Salman Faisal mengatakan pelaksanaan Sidang Musda XV Kota Sukabumi yang ditunda mempunyai beberapa kelemahan. Pertama, Steering Comite (SC) yang tidak mempunyai keberanian untuk memutuskan kepesertaan atau bakal calon.
“Seharusnya SC tegas akan bakal calon satu atau dua, SC membuat berita acara akan tetapi tidak membuat keputusan. Kenapa sidang Musda kemarin tidak selesai, karena SC menyerahkan kepada pimpinan sidang,” jelasnya.
“Pimpinan sidang itu hanya mengesahkan atau membuat ketetapan dari apa yang sudah di putuskan oleh SC. Makanya kita memberikan kesempatan untuk membuat keputusan dan setelah diberikan waktu tidak dilaksanakan juga. Karena dibatasi dengan waktu protokol Covid-19 maka dipending,” ucapnya.
DPD KNPI Provinsi Jawa Barat memberikan tenggat waktu agar SC Musda DPD KNPI Kota Sukabumi meluruskan masalah-masalah tersebut dengan tenggat waktu hingga akhir April. Jika rampung, sidang dapat kembali dilaksanakan.
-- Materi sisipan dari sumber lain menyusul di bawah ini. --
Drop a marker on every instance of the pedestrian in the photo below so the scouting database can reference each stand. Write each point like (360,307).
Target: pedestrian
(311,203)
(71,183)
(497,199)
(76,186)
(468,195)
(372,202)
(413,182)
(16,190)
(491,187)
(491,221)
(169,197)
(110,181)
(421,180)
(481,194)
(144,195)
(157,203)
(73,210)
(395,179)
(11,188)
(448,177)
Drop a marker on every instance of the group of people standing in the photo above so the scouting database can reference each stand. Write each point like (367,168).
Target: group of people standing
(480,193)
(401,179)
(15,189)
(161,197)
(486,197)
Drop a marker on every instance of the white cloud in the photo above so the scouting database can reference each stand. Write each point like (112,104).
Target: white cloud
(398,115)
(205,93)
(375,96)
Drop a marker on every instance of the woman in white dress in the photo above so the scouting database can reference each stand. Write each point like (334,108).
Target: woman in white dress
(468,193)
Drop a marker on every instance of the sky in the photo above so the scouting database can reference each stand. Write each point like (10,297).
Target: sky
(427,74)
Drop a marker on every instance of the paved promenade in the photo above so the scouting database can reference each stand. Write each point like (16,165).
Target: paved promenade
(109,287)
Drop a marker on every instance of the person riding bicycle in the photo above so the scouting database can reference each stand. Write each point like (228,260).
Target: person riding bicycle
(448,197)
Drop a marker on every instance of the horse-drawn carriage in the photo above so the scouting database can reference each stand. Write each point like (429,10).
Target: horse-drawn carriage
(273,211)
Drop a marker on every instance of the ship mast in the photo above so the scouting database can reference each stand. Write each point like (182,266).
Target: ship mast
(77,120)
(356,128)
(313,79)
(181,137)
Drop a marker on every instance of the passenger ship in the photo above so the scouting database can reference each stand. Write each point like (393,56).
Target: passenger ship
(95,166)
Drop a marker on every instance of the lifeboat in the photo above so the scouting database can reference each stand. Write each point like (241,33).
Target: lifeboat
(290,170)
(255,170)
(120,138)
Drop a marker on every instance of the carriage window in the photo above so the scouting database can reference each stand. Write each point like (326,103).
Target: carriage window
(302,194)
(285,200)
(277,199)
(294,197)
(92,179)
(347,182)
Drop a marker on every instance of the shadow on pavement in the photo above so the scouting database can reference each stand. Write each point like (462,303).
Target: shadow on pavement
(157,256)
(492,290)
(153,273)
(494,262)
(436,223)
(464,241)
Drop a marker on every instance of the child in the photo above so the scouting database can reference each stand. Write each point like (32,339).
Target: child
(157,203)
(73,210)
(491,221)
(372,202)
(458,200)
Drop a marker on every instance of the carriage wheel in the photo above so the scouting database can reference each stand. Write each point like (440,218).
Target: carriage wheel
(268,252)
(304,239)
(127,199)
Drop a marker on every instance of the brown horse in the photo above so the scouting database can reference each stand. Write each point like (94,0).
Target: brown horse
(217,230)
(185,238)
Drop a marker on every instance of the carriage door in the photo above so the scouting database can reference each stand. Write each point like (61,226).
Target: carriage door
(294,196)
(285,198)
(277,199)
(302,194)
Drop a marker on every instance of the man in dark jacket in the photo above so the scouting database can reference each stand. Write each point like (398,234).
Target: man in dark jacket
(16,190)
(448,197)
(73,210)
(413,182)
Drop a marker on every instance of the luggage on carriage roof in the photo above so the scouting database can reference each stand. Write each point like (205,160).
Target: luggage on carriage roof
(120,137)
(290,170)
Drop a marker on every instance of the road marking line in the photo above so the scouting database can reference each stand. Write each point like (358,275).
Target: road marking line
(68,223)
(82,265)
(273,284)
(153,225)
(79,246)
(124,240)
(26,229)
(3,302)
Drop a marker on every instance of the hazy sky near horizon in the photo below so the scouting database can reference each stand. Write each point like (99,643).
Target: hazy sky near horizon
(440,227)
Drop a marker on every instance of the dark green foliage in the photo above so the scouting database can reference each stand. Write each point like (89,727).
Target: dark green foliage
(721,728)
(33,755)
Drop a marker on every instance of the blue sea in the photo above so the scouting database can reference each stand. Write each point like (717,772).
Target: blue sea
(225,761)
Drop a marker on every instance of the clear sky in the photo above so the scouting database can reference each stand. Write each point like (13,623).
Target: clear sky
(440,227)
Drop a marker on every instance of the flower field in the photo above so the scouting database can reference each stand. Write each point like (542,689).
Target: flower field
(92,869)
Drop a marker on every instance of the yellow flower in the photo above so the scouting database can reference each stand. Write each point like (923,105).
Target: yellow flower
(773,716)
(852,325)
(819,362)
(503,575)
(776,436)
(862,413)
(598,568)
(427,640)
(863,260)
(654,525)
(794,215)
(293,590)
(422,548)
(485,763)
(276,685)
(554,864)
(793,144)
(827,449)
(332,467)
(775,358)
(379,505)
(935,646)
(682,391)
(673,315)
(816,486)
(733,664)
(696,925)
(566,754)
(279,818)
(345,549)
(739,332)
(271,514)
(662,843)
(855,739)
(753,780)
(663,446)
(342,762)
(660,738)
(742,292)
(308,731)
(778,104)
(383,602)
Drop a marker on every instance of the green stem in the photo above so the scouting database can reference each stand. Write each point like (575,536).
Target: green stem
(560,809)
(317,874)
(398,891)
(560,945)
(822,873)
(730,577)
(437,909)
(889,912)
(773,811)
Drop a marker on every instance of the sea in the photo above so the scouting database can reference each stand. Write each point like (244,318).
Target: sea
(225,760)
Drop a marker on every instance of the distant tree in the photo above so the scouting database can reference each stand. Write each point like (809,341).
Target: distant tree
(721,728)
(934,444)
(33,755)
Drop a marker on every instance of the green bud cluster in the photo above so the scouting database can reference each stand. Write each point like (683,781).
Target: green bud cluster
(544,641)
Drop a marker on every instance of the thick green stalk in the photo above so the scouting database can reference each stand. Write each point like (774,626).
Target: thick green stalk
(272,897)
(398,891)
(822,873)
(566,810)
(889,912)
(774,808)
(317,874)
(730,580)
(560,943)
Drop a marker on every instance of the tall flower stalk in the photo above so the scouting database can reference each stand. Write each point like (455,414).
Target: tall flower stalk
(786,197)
“Sebetulnya kewenangan itu berada pada pimpinan sidang lantaran tidak ada Ketua hari ini dan sudah demisioner, makanya nanti pimpinan sidang yang akan mengundang,” katanya.
“Kami menghimbau agar kita semua colling down dulu, kembalikan kepada kedua belah pihak jangan saling suudzon satu sama lain toh ini demokrasi dan proses pada akhirnya nanti siapa yang layak memimpin DPD KNPI Kota Sukabumi inilah menjadi survive,” tandasnya.